豆腐とお好みの野菜を使ったやわらかいハンバーグです。焼きあがったハンバーグを、1つずつラップに包めば冷凍保存も可能です。
■材料
<野菜>
- 玉ねぎ 1/4個
- ニンジン 1/3本(小サイズ)
- 小松菜 2~3枚
<タネ>
- 鶏ひき肉 90g
- 絹ごし豆腐 90g
- 片栗粉 大さじ1
- 醤油 少々
- 油 少々
■作り方
- <野菜>をみじん切りする
- 耐熱容器に1と水少々を入れ、ラップをして600Wの電子レンジで1分半加熱(この時点で野菜は完全にやわらかくしておく)
- ボウルに<タネ>を入れ、混ぜ合わせる
- フライパンを中火にかけ、油をひく
- スプーンで3をすくい、別のスプーンでフライパンに落として形を整える
- 焼き色がついたら裏返し、弱火で6分焼く
手づかみにもおすすめ「大根とニンジンの煮物」

やさしい味の煮物は、カミカミの練習に最適です。
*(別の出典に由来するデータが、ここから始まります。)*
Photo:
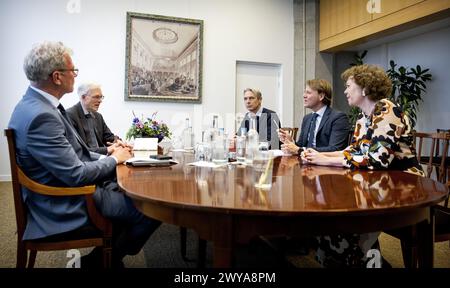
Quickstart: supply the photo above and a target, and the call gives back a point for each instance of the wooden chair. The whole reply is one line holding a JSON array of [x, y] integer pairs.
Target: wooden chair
[[435, 159], [98, 236], [292, 131]]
赤ちゃんの口の横幅よりも大きい小判型にカットすれば、喉の奥に入りづらく手づかみで食べる練習にもなります。
■材料(5食分)
- 大根 150g
- ニンジン 50g
- だし汁 1カップ
- 醤油 少々
■作り方
- 野菜は皮をむき、大根は皮の近くの繊維が硬いので厚めにむき繊維を取り除く
- ニンジンは1cmくらいの厚みで斜めに切る。大根も同じ厚さで太いものは輪切り、細いものは斜めに切る
- 鍋にだし汁と大根、ニンジンを入れて中火でやわらかくなるまで加熱する
- 食材がやわらかくなったら、醤油を入れて風味付けをする
生後9ヶ月の離乳食ではいろいろな食材を体験させよう

生後9ヶ月の赤ちゃんは離乳食後期に進み始める頃です。2回食から3回食になり、食べる量や食べられる食材も増えてきます。母乳やミルクに代わり、1日の栄養を離乳食から摂るようになります。赤ちゃんが食べることに興味を持てるよう食材の形や固さ、味付け、食卓の環境を整えるなどを工夫して、親子で食べることを楽しみながら離乳食を進めましょう。